Oleh : Lenny Aprilianty, S.Kep., Ners
Sangat biadab, R, seorang remaja berusia 15 tahun di Kabupaten Parigi Moutong (Parimo), Sulawesi Tengah, dilecehkan oleh 11 laki-laki di tempat dan pada waktu yang berbeda. Peristiwa tragis ini bermula ketika pada tahun lalu R membawa bantuan dari Poso untuk korban banjir di Desa Toroe, Parimo. Nahasnya, R bertemu dengan salah satu pelaku yang menjanjikannya pekerjaan di sebuah rumah makan, bukannya memberikan pekerjaan, pelaku malah melecehkannya, tidak berhenti sampai di situ, pelaku juga mengajak pelaku lain untuk melecehkan R. Akibat pelecehan tersebut, R mengalami sakit di organ reproduksinya, sampai harus dilakukan operasi untuk mengangkat rahimnya. (Bbc.com, 31/5/2023)
Kasus kekerasan seksual juga terjadi di Lombok. Kapolres Lombok Timur, AKBP Hery Indra Cahyono, Rabu (24/5/2023) mengatakan, pihaknya sudah menetapkan tersangka dan melakukan penahanan pada kasus pelecehan seksual terhadap santriwati yang dilakukan oleh oknum pondok pesantren (Liputan6.com, 24/5/2023)
Belum tuntas kasus kekerasan seksual di dua pondok pesantren di Kecamatan Sikur, Lombok Timur, Nusa Tenggara Barat (NTB), kini muncul kasus serupa di Lombok Barat. Kekerasan seksual di Lombok Barat dilakukan oleh nelayan berinisial SD (58). SD ditangkap tim Reskrim Polres Lombok Barat pada Jumat (12/5/2023) dan langsung ditetapkan sebagai tersangka. Ada empat korban yang telah melapor dalam kasus tersebut, yakni korban anak berusia 8 dan 11 tahun. Korban saat ini didampingi oleh aktivis anak. (Kompas.com, 23/5/2023)
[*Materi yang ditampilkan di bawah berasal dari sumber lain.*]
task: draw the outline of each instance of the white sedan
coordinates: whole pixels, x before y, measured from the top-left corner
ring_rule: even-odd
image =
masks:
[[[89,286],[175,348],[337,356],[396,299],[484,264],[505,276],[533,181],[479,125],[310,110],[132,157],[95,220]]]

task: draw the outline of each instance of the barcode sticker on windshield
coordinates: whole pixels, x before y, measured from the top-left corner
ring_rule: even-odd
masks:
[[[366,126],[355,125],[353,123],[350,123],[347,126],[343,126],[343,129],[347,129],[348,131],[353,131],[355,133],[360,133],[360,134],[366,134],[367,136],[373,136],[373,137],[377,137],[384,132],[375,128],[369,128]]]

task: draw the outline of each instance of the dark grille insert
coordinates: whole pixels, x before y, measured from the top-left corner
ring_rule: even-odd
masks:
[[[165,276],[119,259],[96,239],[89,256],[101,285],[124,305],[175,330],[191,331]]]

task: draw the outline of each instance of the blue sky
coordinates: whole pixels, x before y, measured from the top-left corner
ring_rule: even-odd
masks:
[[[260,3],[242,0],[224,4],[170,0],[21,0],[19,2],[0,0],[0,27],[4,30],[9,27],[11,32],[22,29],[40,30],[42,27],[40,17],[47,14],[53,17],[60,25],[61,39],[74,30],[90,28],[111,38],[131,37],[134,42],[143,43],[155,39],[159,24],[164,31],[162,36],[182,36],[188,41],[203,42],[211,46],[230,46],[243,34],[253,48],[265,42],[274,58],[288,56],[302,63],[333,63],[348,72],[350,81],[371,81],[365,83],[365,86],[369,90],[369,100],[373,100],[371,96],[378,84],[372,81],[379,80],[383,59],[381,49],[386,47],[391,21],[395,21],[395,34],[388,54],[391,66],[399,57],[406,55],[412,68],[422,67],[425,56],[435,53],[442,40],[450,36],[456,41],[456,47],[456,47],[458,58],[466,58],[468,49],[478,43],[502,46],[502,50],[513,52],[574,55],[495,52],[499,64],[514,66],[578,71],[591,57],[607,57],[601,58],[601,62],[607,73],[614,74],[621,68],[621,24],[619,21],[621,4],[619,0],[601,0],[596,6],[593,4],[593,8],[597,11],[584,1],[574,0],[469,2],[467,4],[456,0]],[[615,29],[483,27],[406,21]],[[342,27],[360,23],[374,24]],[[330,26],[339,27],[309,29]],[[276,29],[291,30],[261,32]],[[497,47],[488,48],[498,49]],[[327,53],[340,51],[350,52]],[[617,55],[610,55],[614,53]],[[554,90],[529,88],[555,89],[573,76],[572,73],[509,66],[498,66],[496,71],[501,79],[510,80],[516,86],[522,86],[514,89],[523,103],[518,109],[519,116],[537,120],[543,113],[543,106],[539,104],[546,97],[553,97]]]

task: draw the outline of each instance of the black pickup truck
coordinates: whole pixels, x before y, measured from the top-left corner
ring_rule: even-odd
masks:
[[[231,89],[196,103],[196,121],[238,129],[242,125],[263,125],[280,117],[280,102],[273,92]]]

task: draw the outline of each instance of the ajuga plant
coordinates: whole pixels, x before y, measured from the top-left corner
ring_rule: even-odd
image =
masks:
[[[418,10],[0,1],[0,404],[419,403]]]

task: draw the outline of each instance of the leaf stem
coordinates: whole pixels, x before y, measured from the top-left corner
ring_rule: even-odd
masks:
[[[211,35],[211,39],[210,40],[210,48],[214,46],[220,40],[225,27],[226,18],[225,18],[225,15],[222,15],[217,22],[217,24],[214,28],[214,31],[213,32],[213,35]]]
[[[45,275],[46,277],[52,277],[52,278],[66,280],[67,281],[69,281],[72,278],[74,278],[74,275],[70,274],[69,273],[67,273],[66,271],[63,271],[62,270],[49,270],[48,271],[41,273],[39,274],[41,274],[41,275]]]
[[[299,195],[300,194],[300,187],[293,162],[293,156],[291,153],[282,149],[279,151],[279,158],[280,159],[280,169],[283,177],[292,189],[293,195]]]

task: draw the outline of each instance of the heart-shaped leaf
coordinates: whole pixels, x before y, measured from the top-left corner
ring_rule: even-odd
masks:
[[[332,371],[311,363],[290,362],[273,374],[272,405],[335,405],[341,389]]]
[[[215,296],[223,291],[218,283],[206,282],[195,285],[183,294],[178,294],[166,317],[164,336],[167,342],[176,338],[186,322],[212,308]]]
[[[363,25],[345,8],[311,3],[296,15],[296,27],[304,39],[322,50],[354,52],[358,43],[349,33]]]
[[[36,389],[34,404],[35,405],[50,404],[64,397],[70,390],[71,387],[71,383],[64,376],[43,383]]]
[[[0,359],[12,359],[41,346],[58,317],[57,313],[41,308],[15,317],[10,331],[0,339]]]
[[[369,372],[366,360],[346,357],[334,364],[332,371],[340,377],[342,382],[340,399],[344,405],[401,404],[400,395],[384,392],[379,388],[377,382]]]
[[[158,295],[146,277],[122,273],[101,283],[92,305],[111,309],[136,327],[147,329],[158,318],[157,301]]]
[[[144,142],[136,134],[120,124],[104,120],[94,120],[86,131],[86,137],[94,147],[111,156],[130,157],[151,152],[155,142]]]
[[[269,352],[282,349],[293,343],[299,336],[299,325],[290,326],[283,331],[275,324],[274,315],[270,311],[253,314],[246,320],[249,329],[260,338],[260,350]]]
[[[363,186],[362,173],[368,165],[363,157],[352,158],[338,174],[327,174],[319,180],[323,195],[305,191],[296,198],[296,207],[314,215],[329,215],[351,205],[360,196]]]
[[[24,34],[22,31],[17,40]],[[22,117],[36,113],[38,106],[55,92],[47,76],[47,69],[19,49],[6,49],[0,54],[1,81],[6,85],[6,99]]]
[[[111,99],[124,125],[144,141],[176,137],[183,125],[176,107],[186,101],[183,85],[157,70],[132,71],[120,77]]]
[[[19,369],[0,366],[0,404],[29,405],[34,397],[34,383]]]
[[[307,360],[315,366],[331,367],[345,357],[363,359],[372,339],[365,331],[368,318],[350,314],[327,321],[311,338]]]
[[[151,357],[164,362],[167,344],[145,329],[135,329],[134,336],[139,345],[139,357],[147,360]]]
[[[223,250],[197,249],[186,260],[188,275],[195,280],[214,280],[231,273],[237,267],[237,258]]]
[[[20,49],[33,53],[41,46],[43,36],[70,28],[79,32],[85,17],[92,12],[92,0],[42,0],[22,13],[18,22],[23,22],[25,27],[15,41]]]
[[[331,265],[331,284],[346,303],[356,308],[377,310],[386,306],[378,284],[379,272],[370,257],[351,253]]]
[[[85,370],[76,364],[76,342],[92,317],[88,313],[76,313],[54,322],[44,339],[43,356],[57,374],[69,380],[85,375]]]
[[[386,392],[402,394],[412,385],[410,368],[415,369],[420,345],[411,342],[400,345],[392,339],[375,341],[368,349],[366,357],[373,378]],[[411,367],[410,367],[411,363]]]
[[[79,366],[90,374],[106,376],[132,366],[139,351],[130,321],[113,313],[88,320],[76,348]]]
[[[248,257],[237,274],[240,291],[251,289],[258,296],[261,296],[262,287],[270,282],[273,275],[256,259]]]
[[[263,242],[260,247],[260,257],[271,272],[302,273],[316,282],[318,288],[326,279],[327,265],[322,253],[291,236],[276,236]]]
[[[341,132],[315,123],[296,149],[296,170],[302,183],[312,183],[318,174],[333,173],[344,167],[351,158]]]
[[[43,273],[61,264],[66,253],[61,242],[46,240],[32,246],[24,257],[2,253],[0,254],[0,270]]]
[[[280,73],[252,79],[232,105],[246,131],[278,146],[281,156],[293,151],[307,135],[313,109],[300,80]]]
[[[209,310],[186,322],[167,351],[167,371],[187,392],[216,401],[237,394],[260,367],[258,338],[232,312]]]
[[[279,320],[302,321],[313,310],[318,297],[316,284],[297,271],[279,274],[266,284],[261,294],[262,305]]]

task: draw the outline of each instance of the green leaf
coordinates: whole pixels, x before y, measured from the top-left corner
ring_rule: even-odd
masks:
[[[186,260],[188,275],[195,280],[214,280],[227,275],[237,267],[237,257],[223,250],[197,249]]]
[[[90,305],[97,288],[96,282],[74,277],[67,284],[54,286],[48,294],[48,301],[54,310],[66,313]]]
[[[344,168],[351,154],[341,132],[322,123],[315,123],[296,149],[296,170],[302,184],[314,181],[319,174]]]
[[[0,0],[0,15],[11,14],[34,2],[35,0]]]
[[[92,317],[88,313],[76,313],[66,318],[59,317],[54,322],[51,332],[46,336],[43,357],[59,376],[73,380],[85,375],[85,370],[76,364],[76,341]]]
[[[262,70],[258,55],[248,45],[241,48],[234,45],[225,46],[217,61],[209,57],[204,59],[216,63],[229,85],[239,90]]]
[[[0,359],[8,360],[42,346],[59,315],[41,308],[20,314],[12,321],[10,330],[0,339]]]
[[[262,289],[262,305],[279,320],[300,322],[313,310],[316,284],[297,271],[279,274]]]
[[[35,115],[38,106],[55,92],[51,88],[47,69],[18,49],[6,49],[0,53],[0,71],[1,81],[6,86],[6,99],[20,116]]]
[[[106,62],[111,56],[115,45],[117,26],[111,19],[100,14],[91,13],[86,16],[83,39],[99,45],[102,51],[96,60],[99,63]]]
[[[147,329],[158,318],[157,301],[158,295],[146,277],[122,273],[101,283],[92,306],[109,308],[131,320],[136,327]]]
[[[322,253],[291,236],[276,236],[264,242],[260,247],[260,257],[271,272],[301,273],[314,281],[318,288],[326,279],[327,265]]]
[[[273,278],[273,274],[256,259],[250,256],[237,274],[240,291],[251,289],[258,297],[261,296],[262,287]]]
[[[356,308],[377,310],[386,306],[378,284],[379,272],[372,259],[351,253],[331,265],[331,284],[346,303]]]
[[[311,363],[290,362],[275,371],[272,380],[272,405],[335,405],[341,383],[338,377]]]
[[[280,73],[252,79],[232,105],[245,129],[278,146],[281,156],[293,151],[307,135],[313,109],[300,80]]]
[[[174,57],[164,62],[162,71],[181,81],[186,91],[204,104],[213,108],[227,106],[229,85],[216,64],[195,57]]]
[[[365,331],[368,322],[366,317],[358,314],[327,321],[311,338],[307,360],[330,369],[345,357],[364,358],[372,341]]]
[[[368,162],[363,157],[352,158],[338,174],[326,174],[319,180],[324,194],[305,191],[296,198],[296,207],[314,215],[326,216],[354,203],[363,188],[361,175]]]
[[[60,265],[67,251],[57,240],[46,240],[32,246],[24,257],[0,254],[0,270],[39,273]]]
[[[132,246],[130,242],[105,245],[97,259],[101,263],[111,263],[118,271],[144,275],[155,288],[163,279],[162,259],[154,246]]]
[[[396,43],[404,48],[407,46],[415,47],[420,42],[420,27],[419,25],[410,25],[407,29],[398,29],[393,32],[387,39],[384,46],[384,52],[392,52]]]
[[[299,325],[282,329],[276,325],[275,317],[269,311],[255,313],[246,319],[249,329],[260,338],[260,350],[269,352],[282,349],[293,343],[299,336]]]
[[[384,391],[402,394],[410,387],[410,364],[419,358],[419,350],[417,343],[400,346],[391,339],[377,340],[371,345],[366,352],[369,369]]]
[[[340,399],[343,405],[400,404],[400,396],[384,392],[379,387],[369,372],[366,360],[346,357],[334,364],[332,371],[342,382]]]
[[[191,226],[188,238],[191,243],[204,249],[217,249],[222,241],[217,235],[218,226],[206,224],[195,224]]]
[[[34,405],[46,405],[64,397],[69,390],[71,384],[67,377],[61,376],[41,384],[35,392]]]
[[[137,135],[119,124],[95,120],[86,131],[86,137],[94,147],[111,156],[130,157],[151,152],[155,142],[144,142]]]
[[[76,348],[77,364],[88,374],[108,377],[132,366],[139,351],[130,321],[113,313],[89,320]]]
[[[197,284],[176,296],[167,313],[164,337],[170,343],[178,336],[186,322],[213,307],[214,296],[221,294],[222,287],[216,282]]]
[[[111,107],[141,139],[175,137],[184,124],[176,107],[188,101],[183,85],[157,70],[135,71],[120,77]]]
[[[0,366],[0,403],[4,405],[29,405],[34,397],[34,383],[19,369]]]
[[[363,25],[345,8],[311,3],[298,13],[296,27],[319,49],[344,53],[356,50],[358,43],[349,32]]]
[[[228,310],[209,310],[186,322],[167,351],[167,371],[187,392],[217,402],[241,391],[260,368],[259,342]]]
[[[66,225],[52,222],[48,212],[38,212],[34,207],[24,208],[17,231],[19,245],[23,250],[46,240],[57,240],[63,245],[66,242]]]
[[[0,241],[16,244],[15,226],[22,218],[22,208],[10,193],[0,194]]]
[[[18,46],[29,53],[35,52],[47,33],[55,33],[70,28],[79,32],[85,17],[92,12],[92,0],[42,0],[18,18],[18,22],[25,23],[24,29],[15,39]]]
Kekerasan Seksual pada Anak Semakin Marak
Dengan begitu banyaknya kasus kekerasan seksual pada anak, Kementerian Pemberdayaan Perempuan dan Perlindungan Anak (Kemen PPPA) menyatakan Indonesia darurat kekerasan seksual terhadap anak. Ada banyak faktor yang menyebabkan kasus kekerasan seksual pada anak semakin parah, di antaranya :
Pertama, sanksi yang tidak menjerakan. Berdasarkan UU 35/2014 tentang Perlindungan Anak, setiap orang dilarang melakukan kekerasan atau ancaman kekerasan, memaksa, melakukan tipu muslihat, melakukan serangkaian kebohongan, atau membujuk anak untuk melakukan atau membiarkan dilakukan perbuatan cabul. Setiap orang yang melanggar ketentuan tersebut dipidana dengan pidana penjara paling singkat lima tahun dan paling lama 15 tahun dan denda paling banyak Rp 5 miliar (Kompas.com, 6/1/2022).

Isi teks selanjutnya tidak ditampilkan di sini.